Version: 2.21-unstable

AIMLAPIChatGenerator

AIMLAPIChatGenerator enables chat completion using AI models through the AIMLAPI.


Most common position in a pipeline	After a ChatPromptBuilder
Mandatory init variables	`api_key`: The AIMLAPI API key. Can be set with `AIMLAPI_API_KEY` env var.
Mandatory run variables	`messages` A list of `ChatMessage` objects
Output variables	`replies`: A list of `ChatMessage` objects `meta`: A list of dictionaries with the metadata associated with each reply, such as token count, finish reason, and so on
API reference	AIMLAPI
GitHub link	https://github.com/deepset-ai/haystack-core-integrations/tree/main/integrations/aimlapi

Overview

AIMLAPIChatGenerator provides access to AI models through the AIMLAPI, a unified API gateway for models from various providers. You can use different models within a single pipeline with a consistent interface. The default model is openai/gpt-5-chat-latest.

AIMLAPI uses a single API key for all providers, which allows you to switch between or combine different models without managing multiple credentials.

For a complete list of available models, check the AIMLAPI documentation.

The component needs a list of ChatMessage objects to operate.
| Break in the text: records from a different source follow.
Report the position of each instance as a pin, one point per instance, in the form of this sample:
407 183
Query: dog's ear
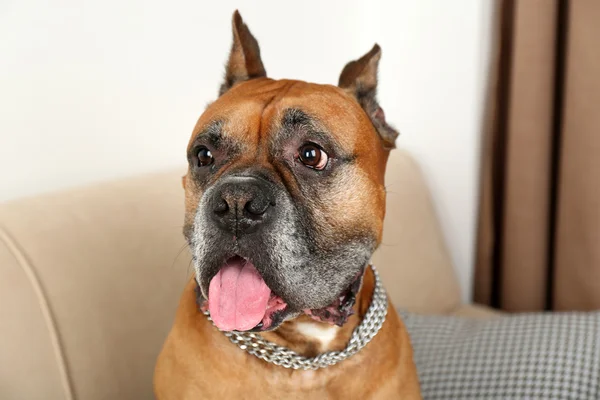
244 59
359 78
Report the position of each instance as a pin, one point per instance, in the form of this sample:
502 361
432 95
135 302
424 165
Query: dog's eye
313 156
204 156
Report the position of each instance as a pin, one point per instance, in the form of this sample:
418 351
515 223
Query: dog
284 206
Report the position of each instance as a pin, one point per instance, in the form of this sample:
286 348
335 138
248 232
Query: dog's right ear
244 59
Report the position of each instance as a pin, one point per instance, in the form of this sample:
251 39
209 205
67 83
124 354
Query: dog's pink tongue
237 296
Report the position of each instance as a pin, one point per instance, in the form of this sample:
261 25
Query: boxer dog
285 201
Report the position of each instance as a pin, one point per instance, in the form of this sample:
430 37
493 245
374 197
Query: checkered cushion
526 356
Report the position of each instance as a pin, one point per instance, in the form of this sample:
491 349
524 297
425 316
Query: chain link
254 344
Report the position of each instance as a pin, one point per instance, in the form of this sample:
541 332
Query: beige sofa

ChatMessage is a data class that contains a message, a role (who generated the message, such as user, assistant, system, function), and optional metadata.

You can pass any chat completion parameters valid for the underlying model directly to AIMLAPIChatGenerator using the generation_kwargs parameter, both at initialization and to the run() method.

Authentication

AIMLAPIChatGenerator needs an AIMLAPI API key to work. You can set this key in:

The api_key init parameter using Secret API
The AIMLAPI_API_KEY environment variable (recommended)

Structured Output

AIMLAPIChatGenerator supports structured output generation for compatible models, allowing you to receive responses in a predictable format. You can use Pydantic models or JSON schemas to define the structure of the output through the response_format parameter in generation_kwargs.

This is useful when you need to extract structured data from text or generate responses that match a specific format.

python

from pydantic import BaseModel
from haystack.dataclasses import ChatMessage
from haystack_integrations.components.generators.aimlapi import AIMLAPIChatGenerator

class CityInfo(BaseModel):
    city_name: str
    country: str
    population: int
    famous_for: str

client = AIMLAPIChatGenerator(
    model="openai/gpt-4o-2024-08-06",
    generation_kwargs={"response_format": CityInfo}
)

response = client.run(messages=[
    ChatMessage.from_user(
        "Berlin is the capital and largest city of Germany with a population of "
        "approximately 3.7 million. It's famous for its history, culture, and nightlife."
    )
])
print(response["replies"][0].text)

>> {"city_name":"Berlin","country":"Germany","population":3700000,
>> "famous_for":"history, culture, and nightlife"}

Model Compatibility

Structured output support depends on the underlying model. OpenAI models starting from gpt-4o-2024-08-06 support Pydantic models and JSON schemas. For details on which models support this feature, refer to the respective model provider's documentation.

Tool Support

AIMLAPIChatGenerator supports function calling through the tools parameter, which accepts flexible tool configurations:

A list of Tool objects: Pass individual tools as a list
A single Toolset: Pass an entire Toolset directly
Mixed Tools and Toolsets: Combine multiple Toolsets with standalone tools in a single list

This allows you to organize related tools into logical groups while also including standalone tools as needed.

python

from haystack.tools import Tool, Toolset
from haystack_integrations.components.generators.aimlapi import AIMLAPIChatGenerator

# Create individual tools
weather_tool = Tool(name="weather", description="Get weather info", ...)
news_tool = Tool(name="news", description="Get latest news", ...)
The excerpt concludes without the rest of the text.